New Recycling Scheme For Blister Packs

Blister Packs

Aldi is first trialling a blister pack recycling scheme for its own-label medicines in a UK supermarket.

Britain’s fourth-largest supermarket is working with recycling firm TerraCycle to encourage customers to recycle empty medicine packets made from plastic and aluminium foil.

TerraCycle will convert the materials, which would otherwise be disposed of in general waste, into recycled raw material, which can then be used to produce new products, such as nuts and bolts from the aluminium or plastic waste bins and outdoor furniture.

The trial will help Aldi assess customer demand for the recycling solution. Aldi customers can send their empty blister packs via any Royal Mail Post Office or postbox in an envelope with a Freepost shipping label, accessed via the Aldi website.

Luke Emery, Plastics and Packaging Director at Aldi UK, said it was committed to reducing its environmental impact and continues looking for new ways to promote recycling wherever possible.

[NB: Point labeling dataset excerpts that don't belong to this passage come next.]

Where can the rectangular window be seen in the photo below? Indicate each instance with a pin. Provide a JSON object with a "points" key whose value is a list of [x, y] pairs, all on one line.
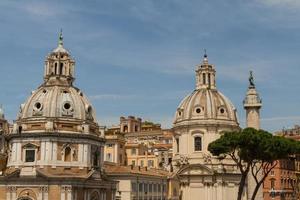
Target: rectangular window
{"points": [[121, 158], [177, 144], [198, 143], [133, 151], [133, 187], [159, 188], [272, 184], [150, 163], [150, 187], [30, 155], [141, 187], [155, 188], [110, 145], [108, 157]]}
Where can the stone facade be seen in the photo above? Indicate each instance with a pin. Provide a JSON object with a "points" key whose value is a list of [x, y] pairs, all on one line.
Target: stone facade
{"points": [[200, 119], [55, 150], [252, 104]]}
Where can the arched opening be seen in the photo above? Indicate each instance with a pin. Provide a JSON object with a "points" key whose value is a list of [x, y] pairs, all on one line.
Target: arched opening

“We hope our customers will get involved in the trial and embrace this new way of recycling their empty blister packets,” said Emery.

Julien Tremblin, General Manager, TerraCycle Europe, said removing pharmaceutical packaging from landfills and incineration remains a key focus.

“We are delighted to work with Aldi on this new medicine blister pack recycling scheme, which will enable the creation of a more circular plastic packaging chain,” said Tremblin.

Adam Herriott, Senior Specialist, WRAP, stated that blister packs are a product that cannot currently be recycled at the kerbside and are instead disposed of in general waste, so WRAP fully supports this trial.

“Being able to recycle this type of packaging into raw material, which can then be used for new products, is something we and our UK Plastics Pact members are working hard to achieve on a range of difficult-to-recycle plastics. We look forward to seeing the trial results,” said Herriott.

Aldi was also the first supermarket member of the Podback recycling scheme, which helps customers recycle their used coffee, tea and hot chocolate pods.